# INSTALL: packages

In [1]:
pip install ipynb

Note: you may need to restart the kernel to use updated packages.


You should consider upgrading via the 'c:\Users\info\AppData\Local\Programs\Python\Python310\python.exe -m pip install --upgrade pip' command.


In [2]:
pip install graphviz

Note: you may need to restart the kernel to use updated packages.


You should consider upgrading via the 'c:\Users\info\AppData\Local\Programs\Python\Python310\python.exe -m pip install --upgrade pip' command.


In [3]:
import os
import pickle
from WalletClustering_MIH import iterMultiInputClustering_chunks
from graphviz import Digraph
import pandas as pd

# EXECUTE: WalletClustering_AddressIdentification notebook

In [4]:
%run WalletClustering_AddressIdentification.ipynb # also includes running WalletClustering_neo4jConnect notebook
# methods & variables of notebook can be referenced

In [None]:
# only to remember lists
assocBlacklist = pickle.load(open('output\\assocBlacklist.pickle', 'rb'))

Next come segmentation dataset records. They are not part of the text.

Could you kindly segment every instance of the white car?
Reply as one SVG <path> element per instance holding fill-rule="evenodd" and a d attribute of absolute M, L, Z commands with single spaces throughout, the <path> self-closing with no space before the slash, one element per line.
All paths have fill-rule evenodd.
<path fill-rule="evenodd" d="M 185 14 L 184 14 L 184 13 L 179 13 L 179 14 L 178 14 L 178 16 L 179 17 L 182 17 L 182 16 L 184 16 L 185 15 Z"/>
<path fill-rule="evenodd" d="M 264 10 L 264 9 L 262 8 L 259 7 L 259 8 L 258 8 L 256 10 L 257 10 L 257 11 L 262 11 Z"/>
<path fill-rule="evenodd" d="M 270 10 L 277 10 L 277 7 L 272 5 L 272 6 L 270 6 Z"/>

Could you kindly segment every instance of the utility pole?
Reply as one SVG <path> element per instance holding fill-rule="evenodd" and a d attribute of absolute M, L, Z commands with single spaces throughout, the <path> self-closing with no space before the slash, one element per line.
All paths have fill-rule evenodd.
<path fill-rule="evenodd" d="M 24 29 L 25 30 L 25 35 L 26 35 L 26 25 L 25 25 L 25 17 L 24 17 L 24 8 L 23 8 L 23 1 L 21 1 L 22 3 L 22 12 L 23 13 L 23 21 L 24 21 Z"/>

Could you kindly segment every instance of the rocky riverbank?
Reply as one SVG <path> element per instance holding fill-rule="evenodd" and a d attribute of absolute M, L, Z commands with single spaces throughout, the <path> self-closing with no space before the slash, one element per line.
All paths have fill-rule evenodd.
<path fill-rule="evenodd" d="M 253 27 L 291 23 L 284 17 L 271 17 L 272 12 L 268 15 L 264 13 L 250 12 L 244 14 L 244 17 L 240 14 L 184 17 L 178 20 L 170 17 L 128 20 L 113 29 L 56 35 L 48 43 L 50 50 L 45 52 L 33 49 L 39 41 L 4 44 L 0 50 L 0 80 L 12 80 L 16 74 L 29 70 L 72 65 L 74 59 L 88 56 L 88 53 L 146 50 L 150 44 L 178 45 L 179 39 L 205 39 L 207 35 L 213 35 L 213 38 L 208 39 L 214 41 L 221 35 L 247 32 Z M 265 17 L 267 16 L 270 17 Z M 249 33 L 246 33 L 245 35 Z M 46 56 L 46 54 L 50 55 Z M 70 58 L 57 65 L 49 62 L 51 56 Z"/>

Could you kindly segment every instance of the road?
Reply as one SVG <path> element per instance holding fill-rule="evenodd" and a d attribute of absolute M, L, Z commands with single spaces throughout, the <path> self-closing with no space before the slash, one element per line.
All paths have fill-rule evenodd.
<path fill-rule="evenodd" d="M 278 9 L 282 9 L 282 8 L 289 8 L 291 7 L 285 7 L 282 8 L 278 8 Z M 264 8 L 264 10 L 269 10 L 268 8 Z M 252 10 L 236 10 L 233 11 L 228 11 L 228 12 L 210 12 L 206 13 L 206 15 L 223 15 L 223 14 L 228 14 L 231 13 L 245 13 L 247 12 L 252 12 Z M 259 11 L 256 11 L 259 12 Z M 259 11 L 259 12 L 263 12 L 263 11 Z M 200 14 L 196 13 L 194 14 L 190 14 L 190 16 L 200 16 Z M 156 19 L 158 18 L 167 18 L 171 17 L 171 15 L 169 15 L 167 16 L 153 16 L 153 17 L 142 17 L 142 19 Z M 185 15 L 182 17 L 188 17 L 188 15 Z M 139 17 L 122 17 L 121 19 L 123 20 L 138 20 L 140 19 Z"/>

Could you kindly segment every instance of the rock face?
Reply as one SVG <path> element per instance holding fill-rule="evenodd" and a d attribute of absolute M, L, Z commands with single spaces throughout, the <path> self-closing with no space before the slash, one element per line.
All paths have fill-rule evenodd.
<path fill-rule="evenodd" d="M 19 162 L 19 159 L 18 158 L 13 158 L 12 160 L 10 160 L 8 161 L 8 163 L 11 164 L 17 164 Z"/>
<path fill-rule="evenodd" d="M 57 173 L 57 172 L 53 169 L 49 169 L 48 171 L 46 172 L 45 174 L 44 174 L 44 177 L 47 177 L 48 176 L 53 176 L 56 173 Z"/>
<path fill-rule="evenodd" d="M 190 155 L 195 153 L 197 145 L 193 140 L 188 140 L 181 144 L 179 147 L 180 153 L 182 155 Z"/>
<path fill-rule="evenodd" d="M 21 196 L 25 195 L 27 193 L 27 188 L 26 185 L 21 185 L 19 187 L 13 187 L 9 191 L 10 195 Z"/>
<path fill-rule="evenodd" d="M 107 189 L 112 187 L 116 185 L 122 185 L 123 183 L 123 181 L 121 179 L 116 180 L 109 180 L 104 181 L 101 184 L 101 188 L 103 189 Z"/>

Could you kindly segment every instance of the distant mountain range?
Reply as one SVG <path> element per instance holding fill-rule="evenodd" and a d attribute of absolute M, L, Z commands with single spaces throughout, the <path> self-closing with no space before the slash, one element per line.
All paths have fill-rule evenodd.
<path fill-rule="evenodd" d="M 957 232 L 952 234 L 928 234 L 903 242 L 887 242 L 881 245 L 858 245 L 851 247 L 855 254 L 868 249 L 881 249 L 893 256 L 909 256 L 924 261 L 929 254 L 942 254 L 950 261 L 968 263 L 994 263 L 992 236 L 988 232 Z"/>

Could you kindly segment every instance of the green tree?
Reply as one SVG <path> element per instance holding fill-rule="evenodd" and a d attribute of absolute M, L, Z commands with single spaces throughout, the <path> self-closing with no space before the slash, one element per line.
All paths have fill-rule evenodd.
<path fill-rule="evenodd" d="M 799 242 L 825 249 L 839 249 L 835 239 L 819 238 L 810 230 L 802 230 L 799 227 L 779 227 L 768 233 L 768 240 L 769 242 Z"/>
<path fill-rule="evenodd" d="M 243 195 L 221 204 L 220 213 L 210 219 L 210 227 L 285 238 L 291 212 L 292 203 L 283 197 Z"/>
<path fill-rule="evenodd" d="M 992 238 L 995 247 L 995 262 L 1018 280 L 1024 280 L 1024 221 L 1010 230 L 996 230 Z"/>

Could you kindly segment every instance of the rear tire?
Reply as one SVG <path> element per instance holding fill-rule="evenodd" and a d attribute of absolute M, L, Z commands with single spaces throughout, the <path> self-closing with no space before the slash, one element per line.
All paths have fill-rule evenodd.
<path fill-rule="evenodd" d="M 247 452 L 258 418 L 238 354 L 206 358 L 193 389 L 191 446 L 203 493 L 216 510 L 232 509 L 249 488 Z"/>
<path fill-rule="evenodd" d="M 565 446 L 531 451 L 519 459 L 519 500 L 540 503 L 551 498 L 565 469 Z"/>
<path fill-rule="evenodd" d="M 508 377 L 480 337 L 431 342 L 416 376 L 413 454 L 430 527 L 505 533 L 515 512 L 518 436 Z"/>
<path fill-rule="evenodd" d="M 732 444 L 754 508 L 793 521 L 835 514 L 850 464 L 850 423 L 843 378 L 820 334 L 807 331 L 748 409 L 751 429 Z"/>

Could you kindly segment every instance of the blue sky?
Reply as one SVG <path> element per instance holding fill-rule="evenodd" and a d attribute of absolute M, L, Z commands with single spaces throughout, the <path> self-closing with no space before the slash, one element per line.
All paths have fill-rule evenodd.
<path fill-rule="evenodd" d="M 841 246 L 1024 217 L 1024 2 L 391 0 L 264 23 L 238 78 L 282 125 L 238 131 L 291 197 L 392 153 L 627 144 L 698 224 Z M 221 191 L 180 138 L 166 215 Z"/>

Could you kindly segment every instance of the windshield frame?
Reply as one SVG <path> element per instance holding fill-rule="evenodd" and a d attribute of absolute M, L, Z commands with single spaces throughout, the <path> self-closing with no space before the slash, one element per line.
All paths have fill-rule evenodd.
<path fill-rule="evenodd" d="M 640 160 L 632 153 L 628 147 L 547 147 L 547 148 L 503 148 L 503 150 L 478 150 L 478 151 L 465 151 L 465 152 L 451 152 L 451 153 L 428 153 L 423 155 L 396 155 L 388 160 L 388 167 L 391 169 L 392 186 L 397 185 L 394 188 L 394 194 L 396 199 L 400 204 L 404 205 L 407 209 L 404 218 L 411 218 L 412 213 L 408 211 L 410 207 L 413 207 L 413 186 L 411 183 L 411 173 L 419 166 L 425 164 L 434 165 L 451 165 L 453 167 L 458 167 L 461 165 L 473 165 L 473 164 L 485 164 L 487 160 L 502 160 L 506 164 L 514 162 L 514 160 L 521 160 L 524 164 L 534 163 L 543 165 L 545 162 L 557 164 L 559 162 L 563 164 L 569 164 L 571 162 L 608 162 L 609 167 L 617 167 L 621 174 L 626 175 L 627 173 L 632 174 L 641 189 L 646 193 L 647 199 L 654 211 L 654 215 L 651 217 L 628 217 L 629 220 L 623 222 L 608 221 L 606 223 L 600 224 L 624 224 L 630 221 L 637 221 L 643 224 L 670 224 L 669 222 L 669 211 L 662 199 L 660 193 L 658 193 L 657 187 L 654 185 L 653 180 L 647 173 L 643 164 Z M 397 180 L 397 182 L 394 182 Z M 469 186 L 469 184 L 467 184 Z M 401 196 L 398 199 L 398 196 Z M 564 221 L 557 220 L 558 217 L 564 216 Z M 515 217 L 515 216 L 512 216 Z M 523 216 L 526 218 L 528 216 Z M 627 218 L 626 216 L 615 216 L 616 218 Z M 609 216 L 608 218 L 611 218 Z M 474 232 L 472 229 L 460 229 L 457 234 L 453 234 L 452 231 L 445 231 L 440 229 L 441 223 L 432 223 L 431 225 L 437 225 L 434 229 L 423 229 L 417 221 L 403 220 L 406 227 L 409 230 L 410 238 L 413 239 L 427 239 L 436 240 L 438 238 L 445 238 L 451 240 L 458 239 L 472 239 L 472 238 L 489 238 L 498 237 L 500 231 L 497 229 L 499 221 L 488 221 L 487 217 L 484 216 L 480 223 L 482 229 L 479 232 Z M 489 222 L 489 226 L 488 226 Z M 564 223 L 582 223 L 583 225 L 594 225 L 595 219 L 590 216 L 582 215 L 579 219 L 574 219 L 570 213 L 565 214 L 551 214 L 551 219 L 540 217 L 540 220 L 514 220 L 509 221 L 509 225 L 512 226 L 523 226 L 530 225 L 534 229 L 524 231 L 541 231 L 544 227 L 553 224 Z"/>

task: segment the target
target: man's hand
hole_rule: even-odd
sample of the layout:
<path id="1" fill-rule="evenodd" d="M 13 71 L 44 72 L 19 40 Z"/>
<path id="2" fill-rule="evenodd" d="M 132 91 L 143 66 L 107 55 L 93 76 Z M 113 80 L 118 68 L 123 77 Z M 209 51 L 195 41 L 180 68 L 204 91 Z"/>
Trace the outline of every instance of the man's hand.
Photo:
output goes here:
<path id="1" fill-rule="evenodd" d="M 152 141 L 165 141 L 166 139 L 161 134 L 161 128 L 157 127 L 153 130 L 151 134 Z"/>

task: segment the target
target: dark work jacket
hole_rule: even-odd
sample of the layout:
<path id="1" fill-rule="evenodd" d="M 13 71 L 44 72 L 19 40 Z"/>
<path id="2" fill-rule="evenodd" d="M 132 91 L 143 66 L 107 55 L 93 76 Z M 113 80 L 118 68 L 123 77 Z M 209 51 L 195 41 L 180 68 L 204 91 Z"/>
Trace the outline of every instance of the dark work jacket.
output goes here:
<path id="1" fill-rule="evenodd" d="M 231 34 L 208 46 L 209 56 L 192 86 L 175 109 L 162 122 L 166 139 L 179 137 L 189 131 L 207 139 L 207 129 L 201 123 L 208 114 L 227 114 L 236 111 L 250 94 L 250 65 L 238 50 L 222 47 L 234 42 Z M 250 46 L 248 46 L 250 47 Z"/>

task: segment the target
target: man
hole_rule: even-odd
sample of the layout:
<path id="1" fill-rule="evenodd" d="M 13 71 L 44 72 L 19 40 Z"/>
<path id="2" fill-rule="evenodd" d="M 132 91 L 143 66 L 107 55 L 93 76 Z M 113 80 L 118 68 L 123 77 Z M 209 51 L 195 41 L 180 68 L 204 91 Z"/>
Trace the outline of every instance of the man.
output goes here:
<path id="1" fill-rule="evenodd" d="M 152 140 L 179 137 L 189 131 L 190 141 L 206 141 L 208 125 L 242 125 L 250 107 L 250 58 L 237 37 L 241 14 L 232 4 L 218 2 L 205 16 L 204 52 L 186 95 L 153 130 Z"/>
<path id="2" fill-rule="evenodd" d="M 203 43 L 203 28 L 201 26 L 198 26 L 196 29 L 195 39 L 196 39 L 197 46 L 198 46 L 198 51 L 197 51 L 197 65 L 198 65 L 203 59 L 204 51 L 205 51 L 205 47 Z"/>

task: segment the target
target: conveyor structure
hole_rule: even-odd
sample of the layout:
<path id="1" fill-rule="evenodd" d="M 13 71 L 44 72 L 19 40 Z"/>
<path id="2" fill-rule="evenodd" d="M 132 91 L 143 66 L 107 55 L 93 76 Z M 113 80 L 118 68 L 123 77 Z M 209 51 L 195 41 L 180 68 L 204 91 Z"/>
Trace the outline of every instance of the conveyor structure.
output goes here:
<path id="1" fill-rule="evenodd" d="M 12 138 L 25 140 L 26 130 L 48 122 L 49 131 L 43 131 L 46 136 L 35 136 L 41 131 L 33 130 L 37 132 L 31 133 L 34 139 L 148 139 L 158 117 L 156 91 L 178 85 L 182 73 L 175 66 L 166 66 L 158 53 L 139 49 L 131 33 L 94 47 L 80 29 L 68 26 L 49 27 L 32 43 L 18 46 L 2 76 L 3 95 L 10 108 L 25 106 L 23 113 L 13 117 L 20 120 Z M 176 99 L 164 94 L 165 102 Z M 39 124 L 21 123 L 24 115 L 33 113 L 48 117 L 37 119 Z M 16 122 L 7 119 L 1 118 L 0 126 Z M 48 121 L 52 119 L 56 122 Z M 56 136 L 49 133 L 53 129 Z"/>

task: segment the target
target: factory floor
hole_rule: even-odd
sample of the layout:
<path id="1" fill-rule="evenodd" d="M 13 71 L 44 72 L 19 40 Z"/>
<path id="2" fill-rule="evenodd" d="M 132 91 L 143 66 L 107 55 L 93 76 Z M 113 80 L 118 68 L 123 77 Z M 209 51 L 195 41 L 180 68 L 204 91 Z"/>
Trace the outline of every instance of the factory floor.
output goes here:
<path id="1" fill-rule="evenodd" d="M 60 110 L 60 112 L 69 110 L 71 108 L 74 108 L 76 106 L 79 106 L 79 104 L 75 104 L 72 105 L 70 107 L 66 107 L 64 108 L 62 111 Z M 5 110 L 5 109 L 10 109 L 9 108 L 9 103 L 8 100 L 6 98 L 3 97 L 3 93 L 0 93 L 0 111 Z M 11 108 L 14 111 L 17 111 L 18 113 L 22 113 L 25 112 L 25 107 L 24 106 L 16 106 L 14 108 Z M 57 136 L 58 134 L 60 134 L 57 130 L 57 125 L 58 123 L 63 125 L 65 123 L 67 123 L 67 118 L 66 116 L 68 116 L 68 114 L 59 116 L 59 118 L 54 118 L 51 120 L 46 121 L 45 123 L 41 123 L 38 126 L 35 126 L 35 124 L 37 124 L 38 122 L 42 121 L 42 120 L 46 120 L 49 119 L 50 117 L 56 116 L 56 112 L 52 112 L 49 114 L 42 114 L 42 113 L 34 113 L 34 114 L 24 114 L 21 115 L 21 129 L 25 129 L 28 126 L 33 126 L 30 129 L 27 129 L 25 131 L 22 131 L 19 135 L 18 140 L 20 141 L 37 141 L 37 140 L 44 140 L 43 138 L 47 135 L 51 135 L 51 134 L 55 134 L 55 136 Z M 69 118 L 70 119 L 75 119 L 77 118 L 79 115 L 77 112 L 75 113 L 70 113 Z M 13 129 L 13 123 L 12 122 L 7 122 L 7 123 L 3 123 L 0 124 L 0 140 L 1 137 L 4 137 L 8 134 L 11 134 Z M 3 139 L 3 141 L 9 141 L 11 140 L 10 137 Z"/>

# DEFINE: Make graph of flows

## check for blacklisted association

In [None]:
#check if association is part of blacklisted associations
def assocBlacklistCheck(association, blacklistToCheckAgainst = assocBlacklist):
    if association in assocBlacklist:
        return True
    else:
        return False

## query for input address association

In [None]:
def getAssoc(address, blacklistCheck = 'on'):
    # return association of input address
    assocTemplate = '''
    MATCH (a:Address {address: "%s"})
    RETURN a.association
    '''

    association = conn.query(assocTemplate % address, db='neo4j')
    
    if association[0][0] is None:
        # run MI heuristic on address and query again
        addresses, association = iterMultiInputClustering_chunks(address) #should also flag new association in neo4J
        return association

    else:
        if blacklistCheck == 'on':
            if assocBlacklistCheck(association, assocBlacklist):
                #throw exception in case association is blacklisted
                raise Exception('Blacklist')
            else:
                return association[0][0]
        else:
            return association[0][0]

## gather input and output addresses to association

In [None]:
def get_Inputs(query_Input):
    response = conn.query(query_Input, db='neo4j')
    rows_list = []
    for record in response:
        dict1 = {}
        new_row = {'Input_Addresses':record[0]._properties["address"],
        'Value_Received_from_Inp':record[1], 'Value_Send_from_Inp':record[2], 
        'Transaction_ID':record[3], 'Association':record[4]}
        dict1.update(new_row)
        rows_list.append(dict1)
    input_df = pd.DataFrame(rows_list) 
    return input_df  

In [None]:
def get_Outputs(query_Output):
    response = conn.query(query_Output, db='neo4j')
    rows_list = []
    for record in response:
        dict1 = {}
        new_row = {'Output_Addresses':record[0]._properties["address"],
        'Value_send_to_Outp':record[1], 'Value_rec_from_Outp':record[2],
        'Transaction_ID':record[3], 'Association':record[4]}
        dict1.update(new_row)
        rows_list.append(dict1)
    output_df = pd.DataFrame(rows_list) 
    return output_df

In [None]:
#get all addresses and their associations that are either output or input to an association (user)
def getInputs_Outputs(association):
    
    query_for_Outputs = """
    Match (a:Address {association: "%s"})-[send:SENDS]->(t:Transaction)-[r:RECEIVES]->(out:Address)
    return out as Output_Addresses, send.value as Value_send_to_Outp,r.value as Value_rec_from_Outp,
     t.txid as Transaction_ID, out.association as Association"""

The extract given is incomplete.